Diagnostic prospectif : Piloter en conjoncture instable

CER FRANCE, Gérer pour Gagner

La fluctuation du prix des produits agricoles touche la majorité des filières de production, avec des variations de grande ampleur.Les exploitants vivent mal cette situation d'incertitude. Comment piloter son entreprise en ne sachant pas de quoi demain sera fait ?

Le diagnostic prospectif consiste à se projeter sur 3 ans avec une année de conjoncture moyenne (l'année pivot), une année de conjoncture favorable et une année de conjoncture défavorable.

Ce scénario conjoncturel conduit à déterminer un indicateur de ressources : la valeur ajoutée. Cette dernière sert à rémunérer la main-d'oeuvre (salaires, prélèvements privés, charges sociales) et à rembourser les annuités d'emprunts et frais fi nanciers court terme.

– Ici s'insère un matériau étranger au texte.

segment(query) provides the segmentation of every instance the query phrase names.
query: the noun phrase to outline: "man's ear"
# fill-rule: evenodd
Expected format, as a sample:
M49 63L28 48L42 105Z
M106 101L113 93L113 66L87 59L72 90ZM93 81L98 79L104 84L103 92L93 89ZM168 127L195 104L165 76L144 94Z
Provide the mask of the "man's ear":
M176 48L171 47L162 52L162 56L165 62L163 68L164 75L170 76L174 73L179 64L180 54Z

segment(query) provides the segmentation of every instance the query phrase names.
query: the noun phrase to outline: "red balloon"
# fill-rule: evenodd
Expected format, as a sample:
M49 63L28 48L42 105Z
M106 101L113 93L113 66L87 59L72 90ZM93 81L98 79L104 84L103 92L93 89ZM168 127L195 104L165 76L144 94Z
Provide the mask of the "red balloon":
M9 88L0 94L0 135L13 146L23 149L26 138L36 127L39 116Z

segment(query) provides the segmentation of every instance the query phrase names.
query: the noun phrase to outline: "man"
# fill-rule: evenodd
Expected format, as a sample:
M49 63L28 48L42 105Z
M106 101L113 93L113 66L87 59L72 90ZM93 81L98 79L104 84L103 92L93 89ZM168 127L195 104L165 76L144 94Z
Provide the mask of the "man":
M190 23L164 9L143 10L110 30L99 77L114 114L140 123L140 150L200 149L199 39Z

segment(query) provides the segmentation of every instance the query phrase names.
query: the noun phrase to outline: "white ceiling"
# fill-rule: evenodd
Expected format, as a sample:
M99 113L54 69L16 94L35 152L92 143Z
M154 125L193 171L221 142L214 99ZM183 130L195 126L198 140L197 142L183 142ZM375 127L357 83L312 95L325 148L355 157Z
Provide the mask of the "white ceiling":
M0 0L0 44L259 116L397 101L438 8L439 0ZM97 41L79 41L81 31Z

Le solde, appelé marge de manoeuvre, traduit la trésorerie dégagée par l'activité de l'exploitation. En y ajoutant les aides découplées, on obtient la marge d'orientation qui représente la capacité d'autofinancement. Lorsque cette projection est placée en perspective des résultats passés, le dirigeant peut dessiner la trajectoire de son entreprise, avec ses équilibres financiers passés et futurs.

Des repères essentiels

Comme dans toute démarche de projection, l'objectif du diagnostic prospectif est de dessiner des tendances, sans rechercher la précision. L'analyse va mettre en évidence des repères particulièrement utiles pour prendre des décisions.

Ils portent sur :
• Les équilibres financiers des années futures. La marge d'orientation détermine s'il faut agir en urgence ou pas. Selon qu'elle est positive, y
compris en année basse, ou qu'elle est négative, y compris en année haute, elle traduit des situations bien différentes.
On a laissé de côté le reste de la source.